Electrical – Should I use an LP2953 to power an ATTiny85 with a 12v battery

433mhzattinyattiny85voltage-regulator

Like a lot of people I'm building a little transmitter unit with one of those cheap 433mhz transmitters and an ATTiny85, and I am having a problem with the power supply. Actually it is only the power supply, everything else works nicely. But my battery is dead my morning, where 'dead' means under 4v and the circuit no longer works.

I initially tried with three AA batteries to power both RF and ATTiny. That worked but the range was not as good as I need. I got about 30m using 17cm whip antennae on both transmitter and receiver. That doesn't reach my letter box 🙂

Moving the voltage on the transmitter up to 12v did wonders for the range, but the ATTiny doesn't like more than 5.5v so I put a 7805 and some caps in there (the caps improved the range too) and ran the transmitter directly from the battery and the ATTiny from the 5v battery. That worked really well. But that sucks the battery, which is my current problem.

The battery I'm using is a 23A, about an inch long, alkaline 12v.
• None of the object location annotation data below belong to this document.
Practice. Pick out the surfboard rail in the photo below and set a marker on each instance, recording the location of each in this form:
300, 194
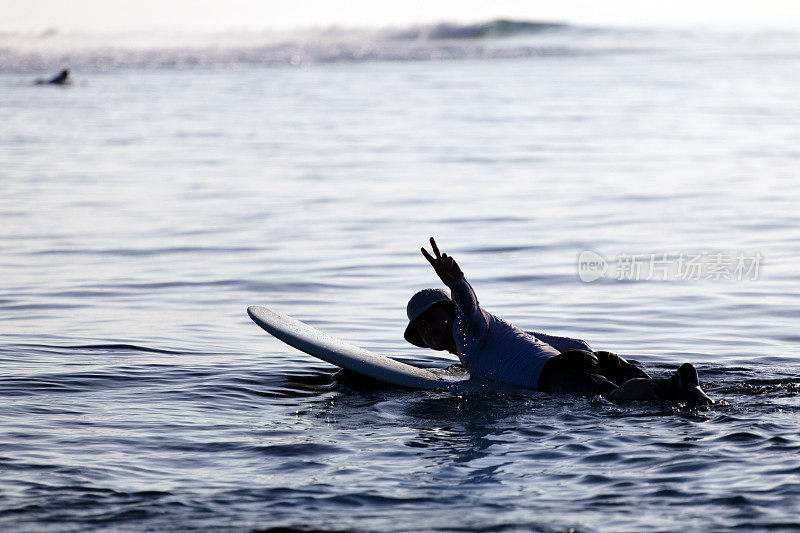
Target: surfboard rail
345, 355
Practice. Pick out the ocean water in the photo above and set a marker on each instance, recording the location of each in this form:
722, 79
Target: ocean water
181, 179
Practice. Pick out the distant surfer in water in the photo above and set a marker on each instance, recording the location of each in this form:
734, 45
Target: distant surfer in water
491, 348
62, 78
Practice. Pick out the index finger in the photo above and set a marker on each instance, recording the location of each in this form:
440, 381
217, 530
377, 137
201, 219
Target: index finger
428, 256
435, 248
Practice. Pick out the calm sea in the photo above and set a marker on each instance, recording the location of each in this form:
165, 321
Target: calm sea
182, 178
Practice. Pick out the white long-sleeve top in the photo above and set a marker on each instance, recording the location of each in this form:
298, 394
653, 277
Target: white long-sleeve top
491, 348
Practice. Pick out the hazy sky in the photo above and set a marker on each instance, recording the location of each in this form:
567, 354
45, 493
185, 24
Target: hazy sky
223, 14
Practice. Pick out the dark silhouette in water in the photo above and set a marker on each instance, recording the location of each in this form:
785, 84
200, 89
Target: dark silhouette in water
491, 348
62, 78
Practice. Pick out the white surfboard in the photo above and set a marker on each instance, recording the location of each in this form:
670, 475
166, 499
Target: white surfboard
340, 353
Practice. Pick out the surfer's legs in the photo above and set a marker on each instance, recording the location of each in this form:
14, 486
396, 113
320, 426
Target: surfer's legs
683, 386
576, 372
584, 373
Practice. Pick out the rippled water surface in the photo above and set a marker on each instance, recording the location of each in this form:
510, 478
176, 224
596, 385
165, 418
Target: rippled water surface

It keeps the device quite small.

What I am looking at next is using an LP2953 pretty much like this (from the data sheet):
5V regulator using LP2953

I would delete the 'out of regulation' but keep the 'low batt' signal if I can, I had that working on the earlier 4.5v AA version of this. I think it means I need to change the voltage divider on the left. What I've read is that the LP2953 ought to be smarter about sucking battery, though I also notice in the data sheet they recommend hooking the designated pins to a copper base on the PCB, so if it is dissipating heat that means it is still sucking my battery isn't it?

This guy used a CR2032 but that only gives 3v, not enough range for my application.
This guy has a slightly similar question which has an answer (from me!) but not to this question.

Given this is my third try at powering this thing any advice is appreciated. The receiver end has another ATTiny85 hooked up to a Beaglebone and that all works nicely.

Best Answer

Unfortunately a linear regulator is a linear regulator - it drops the excess voltage and dissipates power as heat ... so just like the 7805 you had, the LP2953 is still a linear regulator.
12V in to 5V out makes it never much more than about 40% efficient, so however much power your ATTiny is using - 1.5x that is being wasted as heat in the regulator.
You could improve the regulator efficiency and reduce wastage significantly by using a DC-DC switch-mode regulator instead. They're more complicated to build from scratch, but ready-made modules are available - some are even drop-in replacements for the 3-pin 78xx linear regulators.
Chose the right one and you should easily get 80% or better efficiency from it.